Figli senza libri
Settembre 2020.
Banchi con le rotelle, banchi rotondi, banchi quadrati singoli o doppi, con il plexiglass o senza. Lezioni online o in presenza, mascherine semplici o super-protettive.
Susan che vive in Maasailand a 3 ore di pista da Nairobi, non sa di tutto questo. Le hanno chiuso la scuola a marzo. Da allora ha la sua pietra sotto una grande acacia gialla nel mezzo della savana a 5 chilometri dal villaggio. È una zona dove l’erba e gli arbusti non mancano, ottima per pascolare le capre. Il pietrone dove si siede è piatto e confortevole, all’ombra, un pietrone doppio, così ci sta anche la sorella più piccola che l’aiuta a guardare le capre. Negli ultimi due giorni prima della chiusura ha cercato di copiare sul suo quaderno più parti possibile del libro di Inglese della maestra, unico libro per tutta la classe. In aula erano 90 bambini. 20 banchi di legno a tre posti. 20 per 3 fa 60: 60 studenti seduti al banco, gli altri 30 per terra. Sulla terra rossa della Maasailand, perché nella gran parte delle aule non c’è il pavimento. Senza banco perché orfani. Nelle scuole più povere delle periferie e dei villaggi sono i genitori che devono comprare i banchi, in genere a tre posti, e dividono le spese. Chi non ha genitori resta senza banco. Susan ormai sa tutte le pagine del quaderno a memoria. Ha anche letto e riletto tutti i racconti brevi che era riuscita a copiare e ne approfitta per insegnare parole in inglese alla sorella. Manca il pasto che era assicurato dalla scuola, ma Susan si ritiene più fortunata di altri suoi compagni. Può mungere e bere il latte delle capre e di solito ha anche fagioli e riso preparati a casa. Insieme alla sorella raduna gli animali un’ora prima del tramonto per arrivare al villaggio in tempo prima del buio.
Varie fonti di organizzazioni internazionali riportano che gli studenti già solo durante i periodi estivi di chiusura delle scuole possono perdere fino al 50% delle loro capacità sia di lettura che matematiche acquisite nell’anno accademico precedente. In questi mesi di pandemia e di lockdown non ha fatto che accentuarsi l’estrema disparità tra gli studenti di famiglie ad alto reddito, che hanno accesso a scuole private estremamente costose che garantiscono un buon programma online, e gli studenti di famiglie povere che frequentavano scuole pubbliche senza alcun sistema alternativo di insegnamento. A soffrirne e a pagarne ancora di più le conseguenze future sono gli studenti più deboli e con disabilità: ragazzi sordi, ipovedenti, con problemi mentali e deficit di apprendimento.
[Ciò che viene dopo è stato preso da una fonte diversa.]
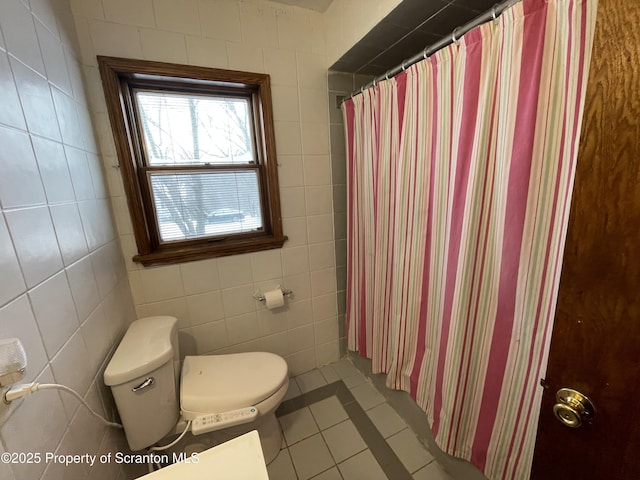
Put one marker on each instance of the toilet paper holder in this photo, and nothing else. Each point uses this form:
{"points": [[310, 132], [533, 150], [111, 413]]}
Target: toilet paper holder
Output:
{"points": [[260, 296]]}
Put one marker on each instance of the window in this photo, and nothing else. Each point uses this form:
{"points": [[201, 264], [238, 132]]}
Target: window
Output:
{"points": [[197, 154]]}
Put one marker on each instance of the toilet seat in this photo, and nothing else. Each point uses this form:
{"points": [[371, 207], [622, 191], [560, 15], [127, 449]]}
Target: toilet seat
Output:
{"points": [[219, 383]]}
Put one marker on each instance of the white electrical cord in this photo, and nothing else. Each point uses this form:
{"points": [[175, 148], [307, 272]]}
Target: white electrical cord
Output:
{"points": [[164, 447], [23, 389]]}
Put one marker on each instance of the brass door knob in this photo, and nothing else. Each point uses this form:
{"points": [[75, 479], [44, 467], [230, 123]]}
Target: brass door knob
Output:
{"points": [[572, 407]]}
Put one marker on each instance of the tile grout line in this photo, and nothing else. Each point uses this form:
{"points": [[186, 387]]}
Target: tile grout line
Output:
{"points": [[376, 443]]}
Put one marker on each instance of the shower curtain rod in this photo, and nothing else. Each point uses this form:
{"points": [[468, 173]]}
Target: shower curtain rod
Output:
{"points": [[458, 32]]}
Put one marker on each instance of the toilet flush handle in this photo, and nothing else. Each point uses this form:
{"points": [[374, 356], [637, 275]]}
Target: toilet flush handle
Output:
{"points": [[147, 383]]}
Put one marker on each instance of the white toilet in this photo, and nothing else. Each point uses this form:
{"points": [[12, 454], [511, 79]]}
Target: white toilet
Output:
{"points": [[216, 392]]}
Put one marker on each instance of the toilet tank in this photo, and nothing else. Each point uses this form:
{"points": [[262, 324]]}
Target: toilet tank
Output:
{"points": [[143, 375]]}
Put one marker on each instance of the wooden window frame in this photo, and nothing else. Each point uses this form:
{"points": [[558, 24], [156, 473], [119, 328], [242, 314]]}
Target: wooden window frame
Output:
{"points": [[119, 77]]}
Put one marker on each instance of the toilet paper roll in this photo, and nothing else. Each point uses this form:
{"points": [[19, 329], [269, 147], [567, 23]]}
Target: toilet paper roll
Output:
{"points": [[274, 299]]}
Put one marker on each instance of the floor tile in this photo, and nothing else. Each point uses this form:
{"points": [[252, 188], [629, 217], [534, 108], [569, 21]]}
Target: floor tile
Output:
{"points": [[329, 373], [282, 467], [343, 441], [360, 467], [409, 450], [344, 368], [386, 420], [354, 380], [311, 457], [298, 425], [433, 471], [328, 412], [292, 391], [332, 474], [367, 396], [310, 381]]}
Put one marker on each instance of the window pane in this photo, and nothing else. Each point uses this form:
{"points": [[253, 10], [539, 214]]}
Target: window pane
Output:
{"points": [[196, 205], [181, 129]]}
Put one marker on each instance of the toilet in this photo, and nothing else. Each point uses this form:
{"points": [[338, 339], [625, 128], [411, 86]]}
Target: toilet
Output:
{"points": [[156, 394]]}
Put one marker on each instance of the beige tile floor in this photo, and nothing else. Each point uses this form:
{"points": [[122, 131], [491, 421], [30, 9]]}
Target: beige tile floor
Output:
{"points": [[323, 438]]}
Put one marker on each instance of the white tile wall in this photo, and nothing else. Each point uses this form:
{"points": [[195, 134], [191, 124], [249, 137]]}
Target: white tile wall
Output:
{"points": [[63, 288], [214, 298]]}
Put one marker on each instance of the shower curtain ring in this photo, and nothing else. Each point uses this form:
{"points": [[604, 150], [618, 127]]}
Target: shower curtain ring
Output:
{"points": [[453, 36]]}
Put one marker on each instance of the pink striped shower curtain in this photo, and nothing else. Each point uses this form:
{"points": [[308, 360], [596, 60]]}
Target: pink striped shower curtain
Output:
{"points": [[460, 173]]}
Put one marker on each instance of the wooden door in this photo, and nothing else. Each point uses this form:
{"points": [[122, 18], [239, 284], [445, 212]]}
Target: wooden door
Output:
{"points": [[596, 339]]}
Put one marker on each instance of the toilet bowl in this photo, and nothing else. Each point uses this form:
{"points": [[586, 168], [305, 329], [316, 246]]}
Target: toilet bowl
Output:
{"points": [[225, 395]]}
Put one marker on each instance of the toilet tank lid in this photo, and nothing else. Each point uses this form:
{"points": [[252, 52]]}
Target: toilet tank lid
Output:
{"points": [[145, 346]]}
La chiusura delle scuole ha inciso non solo sulle conoscenze accademiche, ma anche sullo sviluppo delle capacità sociali e relazionali. Come pure sulle attività fisiche e sportive organizzate nel doposcuola, che hanno avuto sempre anche la funzione di tenere i ragazzi lontani dalla strada.
È stato difficile riuscire a continuare il nostro programma nutrizionale per gli alti costi dovuti all’incremento enorme dei bisogni delle famiglie con i tanti figli a casa da scuola. Sono venuti a mancare per mesi i nostri servizi di medicina scolastica e di educazione sanitaria, essenziali per la salute degli studenti e delle loro famiglie. La medicina sul territorio con i suoi servizi di prevenzione, di salute pubblica ed ambientale è stata purtroppo spesso messa da parte in questi ultimi decenni anche in Italia, soprattutto nelle regioni dove ha preso il sopravvento la medicina privata nei suoi aspetti di cure costose e sofisticate. Proprio in queste zone la pandemia ha colpito più duramente. Occorrerebbe un’analisi onesta ed un serio ripensamento delle politiche sanitarie prima di intraprendere qualsiasi futuro investimento nella Salute, e riscoprire il valore della scuola come comunità, come centro diffusore di educazione socio-sanitaria, di una cultura scientifica, come luogo dei libri e della conoscenza. Basterebbe tutto questo per arginare la deriva dei social network e delle nuove superstizioni? Non lo so, ma sicuramente aiuterebbe le nuove generazioni a riappropriarsi di un vero sapere dalla parte dell’umanità.